Ideas from the pros.

It's worth checking out what money managers are buying to get stock tips or gain insight into a mutual fund.

Today, we examine Trimark Canadian Endeavour. You can find the top holdings at Invesco Trimark Ltd.'s website at invescotrimark.com.

ABOUT THE FUND

The $864.3-million Canadian-focused equity fund has been run by manager Clayton Zacharias since 2007.

It gained 67.7 per cent for the year ended March 31 compared with 42.2 per cent for the S&P/TSX Total Return index. Over three years, it has a compounded annual loss of 7.7 per cent versus a 0.03-per-cent loss for the index.

The manager looks for high-quality growth companies trading cheaply. "We are looking for out-of-favour situations where a company is mispriced by the market for whatever reason."

Mr. Zacharias expects more market volatility given uncertainty about the strength of the economic recovery and the possibility of a correction. "But we are not expecting it to go back to the March, 2009, level."

WHAT DID WE FIND?

Mostly Canadian stocks, but also U.S. and Irish firms.
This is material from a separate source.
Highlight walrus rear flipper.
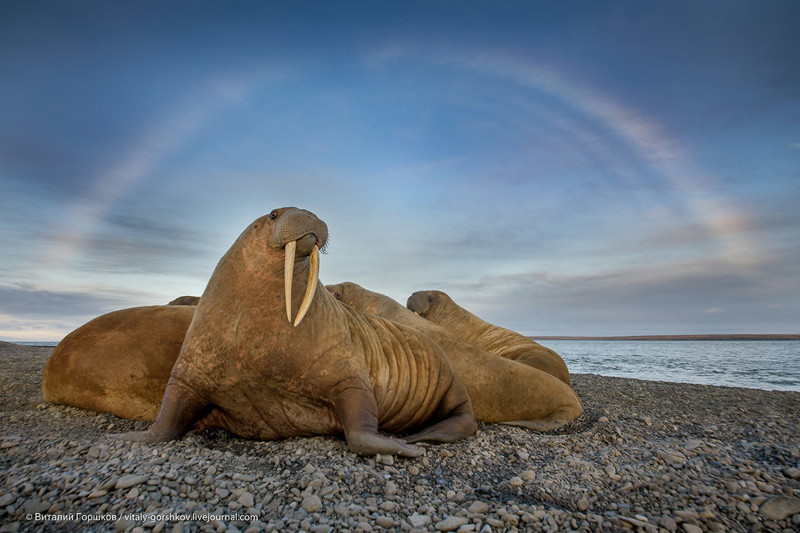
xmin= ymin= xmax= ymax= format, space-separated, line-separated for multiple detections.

All have had robust gains from their 52-week lows.

Among the domestic stocks, Brookfield Asset Management Inc., which owns mainly commercial real estate and hydroelectric assets, still has potential, Mr. Zacharias said.

It's a high-quality business that generates a lot of cash flow, and has a "great management team," he said "It is big beneficiary of the depressed market that we are in. … A lot of opportunities are going to come in the property market."

As management makes investments to drive returns over the next decade, the stock is still "significantly undervalued," he added.

Onex Corp. is also in a great position to take advantage of distressed asset prices because it oversees $5-billon of capital for acquisitions, he said.

The stock of the private equity firm got crushed in 2008-09 because it got lumped in with peers that did "stupid deals in the leveraged buyout craze in 2005-07" by paying and borrowing too much before the financial crisis hit, he said.

But Onex was actually a lot more disciplined than the big funds were, he said. "They paid a lower valuation, and used less leverage, so that allowed their [portfolio]companies to withstand the downturn."

Shares of Newalta Corp., a waste oil recycler and industrial waste manager, were hit hard by falling oil prices and a drop in oil and gas drilling activity in Western Canada in 2008, he said. The market also became concerned about its balance sheet, but that has been rectified, he added.

Still, there is a lot of upside in the business because they are big barriers to entry into its niche, he said. Newalta operates an extensive network of treatment facilities across Canada, but it would difficult and costly for rivals to build similar facilities today, he added.

Newalta has a strong management team as well as interesting growth opportunities like processing slop oil, he said. "[The stock is]still very cheap on price-to-earnings and cash flow."